Search code examples
javajsoncsvjsonpath

How to select fields in different levels of a jsonfile with jsonPath?


I want to convert jsonobjcts into csv files. Wy (working) attempt so far is to load the json file as a JSONObject (from the googlecode.josn-simple library), then converting them with jsonPath into a string array which is then used to build the csv rows. However I am facing a problem with jsonPath. From the given example json...

{
"issues": [
    {
        "key": "abc",
        "fields": {
            "issuetype": {
                "name": "Bug",
                "id": "1",
                "subtask": false
            },
            "priority": {
                "name": "Major",
                "id": "3"
            },
            "created": "2020-5-11",
            "status": {
                "name": "OPEN"
            }
        }
    },
    {
        "key": "def",
        "fields": {
            "issuetype": {
                "name": "Info",
                "id": "5",
                "subtask": false
            },
            "priority": {
                "name": "Minor",
                "id": "2"
            },
            "created": "2020-5-8",
            "status": {
                "name": "DONE"
            }
        }
    }
]}

I want to select the following:

[
    "abc",
    "Bug",
    "Major",
    "2020-5-11",
    "OPEN",
    "def",
    "Info",
    "Minor",
    "2020-5-8",
    "DONE"
]

The csv should look like that:

abc,Bug,Major,2020-5-11,OPEN
def,Info,Minor,2020-5-8,DONE

I tried $.issues.[*].[key,fields] and I get

  "abc",
  {
    "issuetype": {
      "name": "Bug",
      "id": "1",
      "subtask": false
    },
    "priority": {
      "name": "Major",
      "id": "3"
    },
    "created": "2020-5-11",
    "status": {
      "name": "OPEN"
    }
  },
  "def",
  {
    "issuetype": {
      "name": "Info",
      "id": "5",
      "subtask": false
    },
    "priority": {
      "name": "Minor",
      "id": "2"
    },
    "created": "2020-5-8",
    "status": {
      "name": "DONE"
    }
  }
]

But when I want to select e.g. only "created" $.issues.[*].[key,fields.[created]

[
  "2020-5-11",
  "2020-5-8"
]

This is the result.

But I just do not get how to select "key" and e.g. "name" in the field issuetype. How do I do that with jsonPath or is there a better way to filter a jsonfile and then convert it into a csv?


Solution

  • I recommend what I believe is a better way - which is to create a set of Java classes which represent the structure of your JSON data. When you read the JSON into these classes, you can manipulate the data using standard Java.
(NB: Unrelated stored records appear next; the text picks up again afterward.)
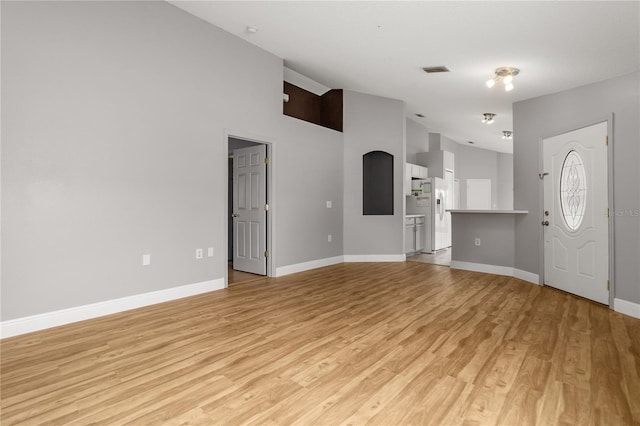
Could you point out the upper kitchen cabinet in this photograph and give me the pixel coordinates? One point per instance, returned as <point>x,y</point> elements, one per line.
<point>437,162</point>
<point>412,172</point>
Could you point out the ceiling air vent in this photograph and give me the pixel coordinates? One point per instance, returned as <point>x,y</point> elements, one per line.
<point>439,68</point>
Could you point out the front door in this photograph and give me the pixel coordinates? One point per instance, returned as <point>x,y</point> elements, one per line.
<point>575,219</point>
<point>249,209</point>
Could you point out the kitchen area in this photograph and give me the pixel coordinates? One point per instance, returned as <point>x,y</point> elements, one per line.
<point>429,193</point>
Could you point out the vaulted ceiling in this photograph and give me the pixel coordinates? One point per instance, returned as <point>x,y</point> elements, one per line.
<point>381,47</point>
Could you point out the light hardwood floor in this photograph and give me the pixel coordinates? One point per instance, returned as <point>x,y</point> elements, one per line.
<point>384,344</point>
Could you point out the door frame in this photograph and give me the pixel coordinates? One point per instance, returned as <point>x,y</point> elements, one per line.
<point>611,222</point>
<point>271,213</point>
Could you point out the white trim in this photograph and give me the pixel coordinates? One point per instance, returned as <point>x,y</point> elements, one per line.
<point>37,322</point>
<point>626,307</point>
<point>375,258</point>
<point>481,267</point>
<point>526,276</point>
<point>305,266</point>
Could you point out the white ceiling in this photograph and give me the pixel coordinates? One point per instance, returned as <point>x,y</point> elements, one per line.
<point>380,48</point>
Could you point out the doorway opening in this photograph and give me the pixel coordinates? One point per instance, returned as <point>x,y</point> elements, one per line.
<point>248,224</point>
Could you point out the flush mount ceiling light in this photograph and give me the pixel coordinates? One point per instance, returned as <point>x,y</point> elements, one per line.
<point>505,74</point>
<point>488,117</point>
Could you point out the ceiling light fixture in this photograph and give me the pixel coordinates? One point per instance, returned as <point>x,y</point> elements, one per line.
<point>505,74</point>
<point>488,117</point>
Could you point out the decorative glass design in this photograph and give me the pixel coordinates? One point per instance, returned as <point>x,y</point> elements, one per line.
<point>573,190</point>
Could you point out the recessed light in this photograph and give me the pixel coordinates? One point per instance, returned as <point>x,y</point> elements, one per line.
<point>435,69</point>
<point>488,117</point>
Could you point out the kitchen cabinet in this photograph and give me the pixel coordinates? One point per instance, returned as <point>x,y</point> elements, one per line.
<point>413,172</point>
<point>414,228</point>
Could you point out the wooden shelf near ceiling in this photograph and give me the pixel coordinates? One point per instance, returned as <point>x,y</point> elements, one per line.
<point>324,110</point>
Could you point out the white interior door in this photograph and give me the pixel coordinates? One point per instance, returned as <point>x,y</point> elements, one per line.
<point>479,194</point>
<point>249,209</point>
<point>576,228</point>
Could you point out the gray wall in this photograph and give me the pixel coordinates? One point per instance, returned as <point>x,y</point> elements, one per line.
<point>372,123</point>
<point>113,124</point>
<point>309,173</point>
<point>417,140</point>
<point>477,163</point>
<point>557,113</point>
<point>496,233</point>
<point>504,185</point>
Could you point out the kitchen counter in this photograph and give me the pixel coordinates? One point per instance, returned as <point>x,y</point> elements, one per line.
<point>489,211</point>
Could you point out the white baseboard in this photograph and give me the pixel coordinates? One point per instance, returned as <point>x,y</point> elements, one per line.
<point>37,322</point>
<point>375,257</point>
<point>305,266</point>
<point>526,276</point>
<point>626,307</point>
<point>481,267</point>
<point>498,270</point>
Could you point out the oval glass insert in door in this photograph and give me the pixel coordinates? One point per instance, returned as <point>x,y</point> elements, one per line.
<point>573,190</point>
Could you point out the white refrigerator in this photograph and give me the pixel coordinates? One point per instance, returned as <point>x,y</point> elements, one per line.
<point>436,197</point>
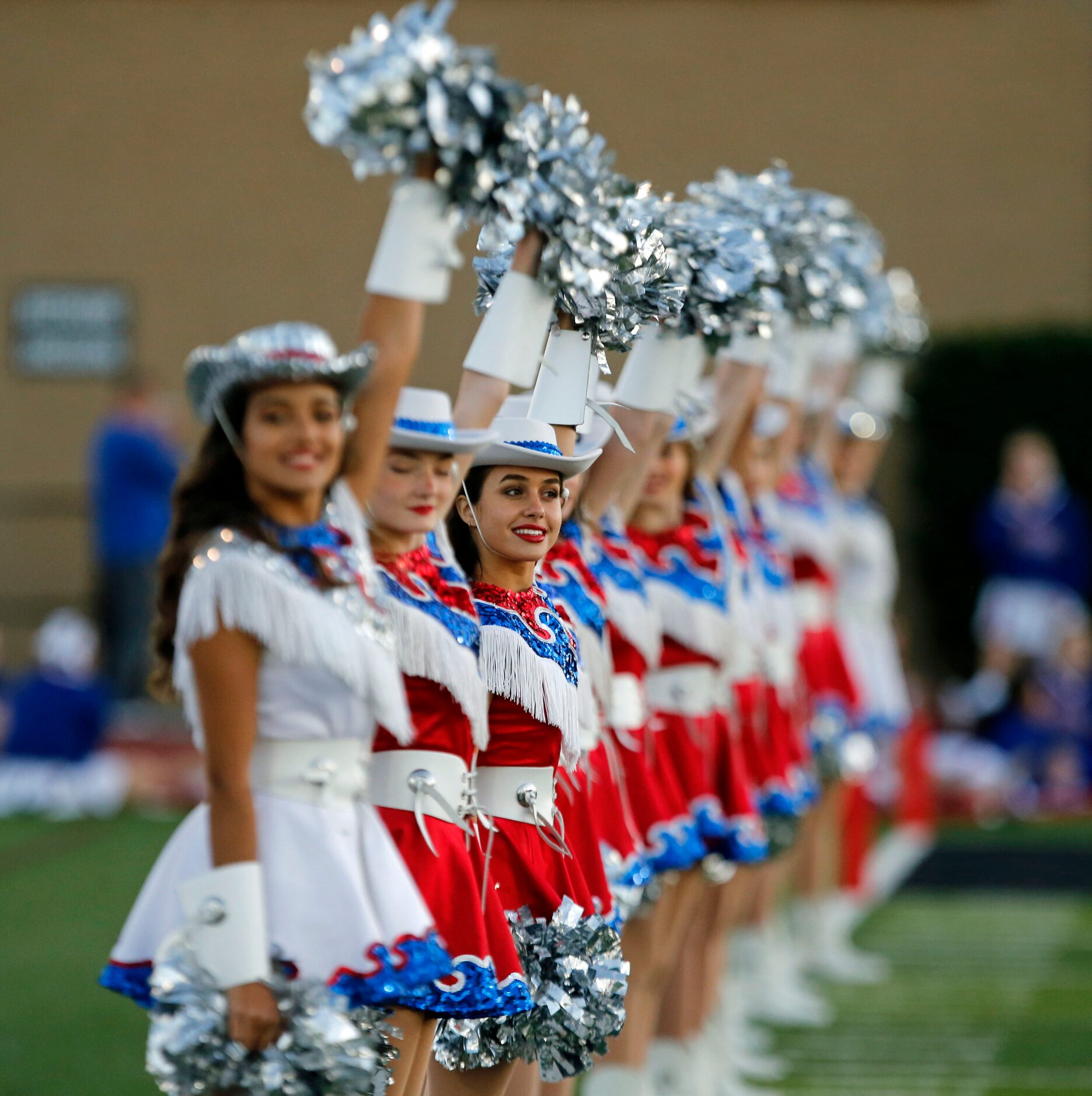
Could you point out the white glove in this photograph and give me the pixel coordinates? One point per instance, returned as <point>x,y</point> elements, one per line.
<point>509,340</point>
<point>690,365</point>
<point>560,392</point>
<point>417,252</point>
<point>650,377</point>
<point>880,386</point>
<point>839,344</point>
<point>226,909</point>
<point>790,369</point>
<point>749,350</point>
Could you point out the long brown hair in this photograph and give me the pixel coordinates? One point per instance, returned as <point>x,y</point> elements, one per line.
<point>211,494</point>
<point>459,532</point>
    I also recommend a different JSON parser - in this case Jackson, but there are others. Why? Mainly, familiarity - see later on for more notes on that.

    Starting with the end result: Assuming I have a class called Container which contains all the issues listed in the JSON file, I can then populate it with the following:

    //import com.fasterxml.jackson.databind.ObjectMapper;
    
    String jsonString = "{...}" // your JSON data as a string, for this demo.
    ObjectMapper objectMapper = new ObjectMapper();
    Container container = objectMapper.readValue(jsonString, Container.class);
    

    Now I can print out all the issues in the CSV format you want as follows:

    container.getIssues().forEach((issue) -> {
        printCsvRow(issue);
    });
    

    Here, the printCsvRow() method looks like this:

    private void printCsvRow(Issue issue) {
        String key = issue.getKey();
        Fields fields = issue.getFields();
        String type = fields.getIssuetype().getName();
        String priority = fields.getPriority().getName();
        String created = fields.getCreated();
        String status = fields.getStatus().getName();
        System.out.println(String.join(",", key, type, priority, created, status));
    }
    

    In reality, I would use a CSV library to ensure records are formatted correctly - the above is just for illustration, to show how the JSON data can be accessed.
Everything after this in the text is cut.